LONDON, ENGLAND - JULY 30: Lena Dunham attends the "Once Upon a Time... in Hollywood" UK P
Gareth Cattermole/Getty Images

Actress Lena Dunham has partnered with 11 Honoré for a new line of plus-sized designer clothing.

In a glowing New York Times article published Monday, Girls actress, left-wing activist, and aspiring Hunter Biden admirer Lena Dunham announced a collaboration with plus-sized designer clothing retailer 11 Honoré. In a Zoom interview with the Times‘ Vanessa Friedman, Dunham said the five-item collection is part of a recent decision to “[give up] on the idea of being any type of impresario or person who had something to say to everyone.”
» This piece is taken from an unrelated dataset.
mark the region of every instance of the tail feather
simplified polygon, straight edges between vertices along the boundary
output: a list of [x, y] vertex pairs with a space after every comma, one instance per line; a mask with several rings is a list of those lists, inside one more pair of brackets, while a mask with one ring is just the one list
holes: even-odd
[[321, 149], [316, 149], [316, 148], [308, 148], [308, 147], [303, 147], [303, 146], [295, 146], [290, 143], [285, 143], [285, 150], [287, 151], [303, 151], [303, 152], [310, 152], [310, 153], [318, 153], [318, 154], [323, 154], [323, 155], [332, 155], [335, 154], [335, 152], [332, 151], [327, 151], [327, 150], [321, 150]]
“Right now the only thing I’m doing is speaking about my own experience,” she told Friedman. “So this clothing line is a direct response to my experience.” Dunham is currently shooting a film in London, and also working on another called “Sharp Stick,” which Dunham described as “a meditation on the complexity of, uh, female sexual desire and how it intersects with trauma.”

The collection, in cooperation with 11 Honoré designer Danielle Williams Eke, will feature Dunham as its face, despite the struggles Dunham said she has had with her body image in the wake of a battle with the novel coronavirus that left her with partial adrenal insufficiency.

Dunham said she is currently being treated with steroids for the issue. “Not the cool kind that make you muscular,” she said. “Just the kind that make your face fat. I’m trying to roll with that. Trying to be chin positive. I can deal with anything, but a triple chin is a hard place to land.”

“What I really love in fashion is a certain level of playfulness and winky intelligence that people just don’t think bigger women want or understand,” Dunham said, speaking to her inspiration for the featured designs. “No one thinks plus women have a sense of humor, and if they do, it’s, ‘We’re going to put a watermelon on your skirt, you sassy girl!’ None of it has subtlety or true sophistication.”

On March 26, Dunham posted a picture of herself wearing a skirt from the line on Instagram. “This collaboration with @11honore was about wanting to cultivate a space where the question of whether a plus body will be embraced by the clothes is a non-issue,” she wrote at the time, “and the clothes are not demanding that a plus woman hide.”